Starting Environment

  • 4 RHSSA nodes as virtualized guests: gnode[1234]
  • root password: redhat
  • 4GiB of available storage (/dev/vdb)
  • Access to sudo /usr/bin/virt-manage

Step 1: Configure bricks

On each of the 4 guests, create and mount a 1GiB partition formatted with an xfs filesystem. The partition should be mounted to the /mnt/bricks/gvol<NODENUMBER>a directory. For flexibility, you are encouraged to create logical volumes.

As a convenience, the following script is available to your guests. It can be run on each of your nodes, with the node number as a single argument. The following would be appropriate for node gnode2:

SUMMIT=http://192.168.0.254/pub/materials/summit
curl -O $SUMMIT/init_storage.sh
bash init_storage.sh 2

Step 2: Add peer nodes

Choose one node to operate from. On that node, use the gluster peer probe command to peer with the remaining 3 nodes. Use the gluster peer status command to confirm your progress.

Step 3: Create and start a distributed volume

On one of your nodes, use the gluster volume create command to create a distributed volume name gvola which consists of the bricks provided by gnode1 and gnode2.

Use the gluster volume info command to monitor your progress.

Step 4: Mount the distributed volume

  1. On gnode4, create the /mnt/volumes/gvola mount point.
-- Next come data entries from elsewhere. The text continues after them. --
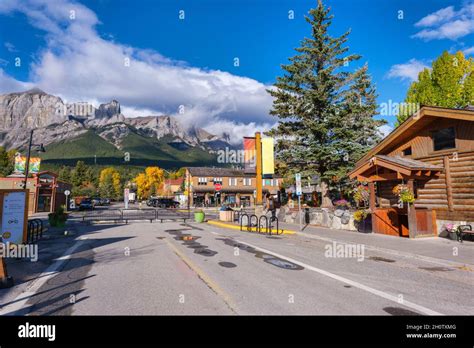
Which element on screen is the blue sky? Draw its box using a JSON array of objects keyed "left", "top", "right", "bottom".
[{"left": 0, "top": 0, "right": 474, "bottom": 141}]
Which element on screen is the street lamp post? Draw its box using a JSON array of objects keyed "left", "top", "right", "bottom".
[{"left": 23, "top": 129, "right": 46, "bottom": 189}]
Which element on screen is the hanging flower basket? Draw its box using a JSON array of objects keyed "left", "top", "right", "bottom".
[
  {"left": 352, "top": 185, "right": 370, "bottom": 207},
  {"left": 392, "top": 184, "right": 415, "bottom": 203}
]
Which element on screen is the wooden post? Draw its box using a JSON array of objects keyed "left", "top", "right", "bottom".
[
  {"left": 255, "top": 132, "right": 262, "bottom": 205},
  {"left": 443, "top": 156, "right": 454, "bottom": 211},
  {"left": 369, "top": 181, "right": 376, "bottom": 232},
  {"left": 407, "top": 179, "right": 417, "bottom": 238}
]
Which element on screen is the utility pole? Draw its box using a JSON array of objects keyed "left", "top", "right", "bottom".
[
  {"left": 255, "top": 132, "right": 262, "bottom": 206},
  {"left": 23, "top": 129, "right": 33, "bottom": 189}
]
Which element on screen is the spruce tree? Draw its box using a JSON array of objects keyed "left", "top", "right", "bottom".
[{"left": 268, "top": 0, "right": 382, "bottom": 206}]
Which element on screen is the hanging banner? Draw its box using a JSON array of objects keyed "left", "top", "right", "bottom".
[
  {"left": 244, "top": 137, "right": 257, "bottom": 173},
  {"left": 262, "top": 138, "right": 275, "bottom": 175},
  {"left": 15, "top": 155, "right": 41, "bottom": 174}
]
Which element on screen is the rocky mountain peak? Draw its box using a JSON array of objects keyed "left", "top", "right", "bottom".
[{"left": 95, "top": 100, "right": 121, "bottom": 118}]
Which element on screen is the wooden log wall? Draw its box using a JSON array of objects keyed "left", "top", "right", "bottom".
[{"left": 415, "top": 152, "right": 474, "bottom": 221}]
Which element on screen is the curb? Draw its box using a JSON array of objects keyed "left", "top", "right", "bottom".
[
  {"left": 207, "top": 220, "right": 296, "bottom": 234},
  {"left": 296, "top": 232, "right": 474, "bottom": 268}
]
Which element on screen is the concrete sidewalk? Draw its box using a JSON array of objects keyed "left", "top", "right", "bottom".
[
  {"left": 286, "top": 223, "right": 474, "bottom": 270},
  {"left": 217, "top": 222, "right": 474, "bottom": 271}
]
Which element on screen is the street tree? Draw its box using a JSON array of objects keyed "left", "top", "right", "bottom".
[
  {"left": 396, "top": 51, "right": 474, "bottom": 126},
  {"left": 99, "top": 167, "right": 122, "bottom": 199},
  {"left": 268, "top": 0, "right": 383, "bottom": 206},
  {"left": 0, "top": 146, "right": 17, "bottom": 177}
]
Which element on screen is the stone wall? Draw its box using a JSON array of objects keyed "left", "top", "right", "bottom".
[
  {"left": 436, "top": 219, "right": 474, "bottom": 237},
  {"left": 278, "top": 206, "right": 357, "bottom": 231}
]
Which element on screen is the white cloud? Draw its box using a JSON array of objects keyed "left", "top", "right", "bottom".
[
  {"left": 0, "top": 68, "right": 33, "bottom": 93},
  {"left": 412, "top": 3, "right": 474, "bottom": 41},
  {"left": 462, "top": 46, "right": 474, "bottom": 56},
  {"left": 0, "top": 0, "right": 273, "bottom": 143},
  {"left": 379, "top": 124, "right": 394, "bottom": 138},
  {"left": 387, "top": 58, "right": 429, "bottom": 82},
  {"left": 4, "top": 42, "right": 18, "bottom": 53},
  {"left": 415, "top": 6, "right": 456, "bottom": 27}
]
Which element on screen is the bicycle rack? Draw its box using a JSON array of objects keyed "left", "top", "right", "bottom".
[
  {"left": 257, "top": 215, "right": 272, "bottom": 234},
  {"left": 270, "top": 216, "right": 283, "bottom": 235},
  {"left": 247, "top": 214, "right": 258, "bottom": 232},
  {"left": 239, "top": 213, "right": 250, "bottom": 231},
  {"left": 26, "top": 219, "right": 43, "bottom": 243}
]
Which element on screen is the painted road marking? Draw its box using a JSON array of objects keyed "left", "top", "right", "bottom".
[
  {"left": 164, "top": 238, "right": 237, "bottom": 313},
  {"left": 0, "top": 238, "right": 86, "bottom": 315},
  {"left": 234, "top": 239, "right": 443, "bottom": 315}
]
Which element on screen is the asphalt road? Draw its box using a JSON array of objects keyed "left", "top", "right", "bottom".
[{"left": 0, "top": 222, "right": 474, "bottom": 315}]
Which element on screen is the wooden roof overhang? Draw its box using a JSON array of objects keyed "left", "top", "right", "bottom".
[
  {"left": 349, "top": 156, "right": 443, "bottom": 182},
  {"left": 356, "top": 106, "right": 474, "bottom": 168}
]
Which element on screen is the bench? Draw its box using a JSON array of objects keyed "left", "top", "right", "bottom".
[{"left": 456, "top": 225, "right": 474, "bottom": 243}]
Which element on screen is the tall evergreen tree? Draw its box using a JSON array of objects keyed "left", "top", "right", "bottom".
[{"left": 268, "top": 0, "right": 382, "bottom": 206}]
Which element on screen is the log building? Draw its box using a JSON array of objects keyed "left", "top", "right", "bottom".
[{"left": 349, "top": 106, "right": 474, "bottom": 237}]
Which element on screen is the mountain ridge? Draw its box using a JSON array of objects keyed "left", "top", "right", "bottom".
[{"left": 0, "top": 88, "right": 232, "bottom": 169}]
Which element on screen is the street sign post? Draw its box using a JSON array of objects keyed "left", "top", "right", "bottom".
[
  {"left": 64, "top": 190, "right": 71, "bottom": 213},
  {"left": 0, "top": 190, "right": 29, "bottom": 289},
  {"left": 123, "top": 188, "right": 130, "bottom": 209},
  {"left": 295, "top": 173, "right": 302, "bottom": 231}
]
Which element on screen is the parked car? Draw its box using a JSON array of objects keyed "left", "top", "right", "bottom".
[
  {"left": 146, "top": 197, "right": 158, "bottom": 207},
  {"left": 146, "top": 197, "right": 179, "bottom": 208},
  {"left": 154, "top": 198, "right": 179, "bottom": 208},
  {"left": 79, "top": 198, "right": 94, "bottom": 210},
  {"left": 91, "top": 197, "right": 102, "bottom": 207}
]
Use the mount command to mount the volume using the native glusterfs filesystem.
  2. Once mounted, copy an arbitrary file into the volume.
  3. Examine the brick directories on gnode1 and gnode2. Is evidence of the file found in one? in both?
  4. How does the capacity of the mounted volume compare to the capacities of the relevant bricks?

Alternative Lab A: Create a replicated volume

  1. On one of your nodes, use the gluster volume create command to create a 2-way replicated volume using gvolrepl which consists of the bricks provided by gnode3 and gnode4.

    Your gluster volume create command will probably look similar to the following:

    [root@gnode4 ~]# gluster volume create gvolrepl replica 2 \
            gnode3:/mnt/bricks/gnode3a gnode4:/mnt/bricks/gnode4a
    
  2. Start your volume.

  3. On gnode4, create the mount point /mnt/volumes/gvolrepl, and mount the volume using the glusterfs native filesystem.

  4. How does the capacity of the mounted volume compare to the capacities of the relevant bricks?

  5. Copy an arbitrary file into the mounted volume.

  6. Examine the brick directories on gnode3 and gnode4. Is evidence of the file found in one? in both?

  7. Using virt-manager, use "Force Stop" to immediatly terminate the gnode3 guest. Is the mounted volume still available on gnode4?

  8. While gnode3 is stopped, copy new arbitrary files into the mounted volume.

  9. Using virt-manager, restart the gnode3 guest. Upon rebooting, monitor the contents of its brick. Can you observe the self-healing as the files copied in the previous step are reconstructed?